The harmonica first appeared in Vienna, Austria in the early 19th century. Fifteen years after the creation of the first known harmonica, production took off; thousands of harmonicas were produced in a very short time. While many companies created harmonicas, three producers were leading the pack by the middle of the 19th century: Christian Messner & Co., Württ Harmonikafabrik and C.A. Seydel; of these, only C.A. Seydel is still in business. By the 1950's, harmonica music was popular among blues artists, and the blues harmonica remains extremely popular.

Harmonica Basics

To play the harmonica, place your lips over the individual holes; you will blow air in and draw air out to produce music. It is said that playing the harmonica has some health benefits; the act of blowing air out and drawing air in is similar to the system used by machines designed to help rehabilitate COPD patients. Because they're so intuitive, harmonicas are easier to learn than more complicated instruments like the clarinet and violin.

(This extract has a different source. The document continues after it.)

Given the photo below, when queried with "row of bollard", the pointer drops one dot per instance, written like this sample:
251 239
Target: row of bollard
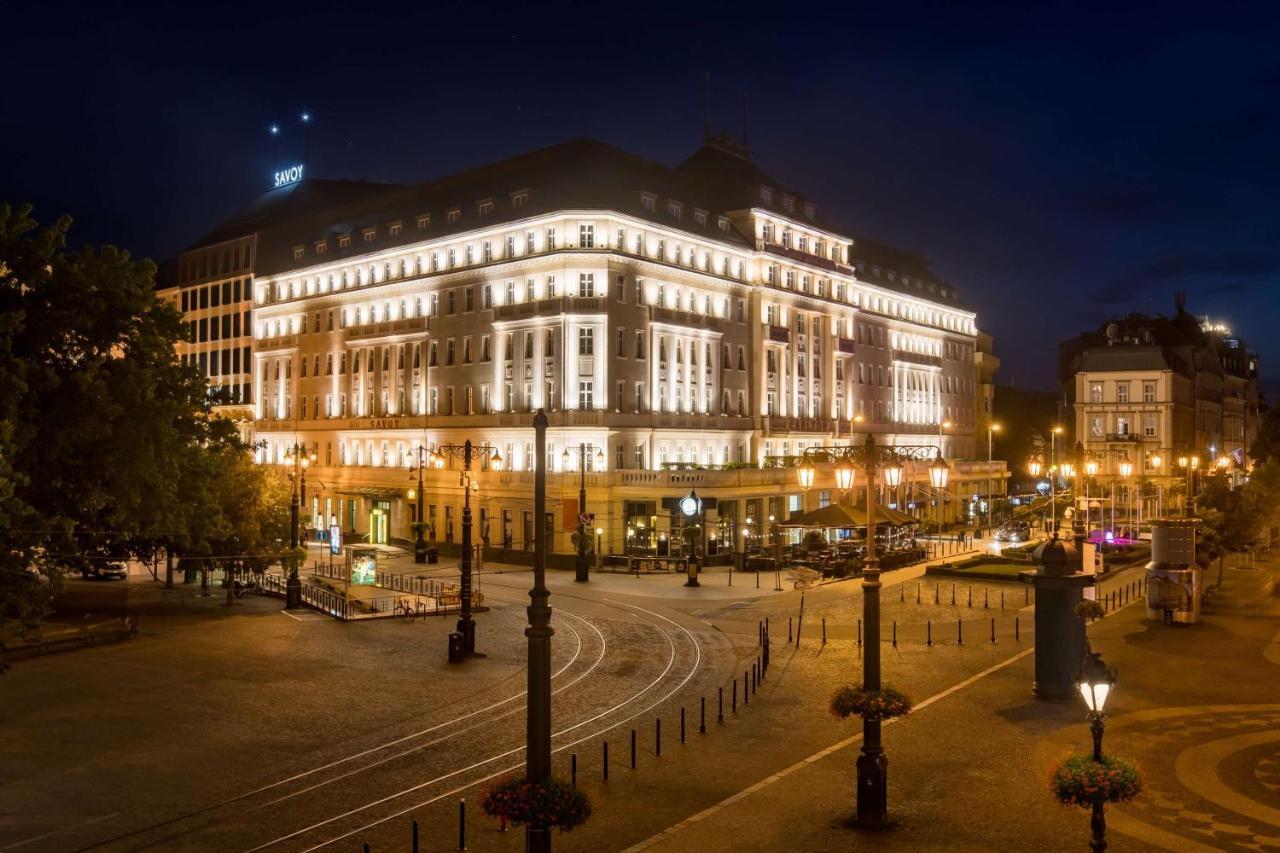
752 679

There are reeds in the harmonica's interior that vibrate when air is introduced or removed; this is how the sound is produced. The holes along the harmonica are arranged in a pre-tuned order, ranging from low pitches to high pitches. Since harmonicas are relatively inexpensive, it is recommended that you spend the extra money for a nicer harmonica, as the cheaper ones tend to leak air and make learning to play the instrument needlessly difficult.

Harmonica Lessons

Most local music stores have instructors willing to give harmonica lessons for a fairly affordable price. While the harmonica is harder to learn that it may seem at first, it is possible to teach yourself how to play it well. There are many websites that offer free lessons and tutorial videos. Many of these sites also have discussion boards where experienced harmonica players share their tips.

Harmonica Music

You can easily find free harmonica sheet music, also known as harmonica tabs, on the Internet. Tabs are simply numbers that correspond with the holes on the harmonica and are written above the lyrics to a song. Positive numbers indicate that you should blow air into the specified hole, and negative numbers tell you to draw air out.

Harmonica music can be found in all genres; it is not limited to blues music, even though many of the most popular harmonica songs ever written tend to be blues-based.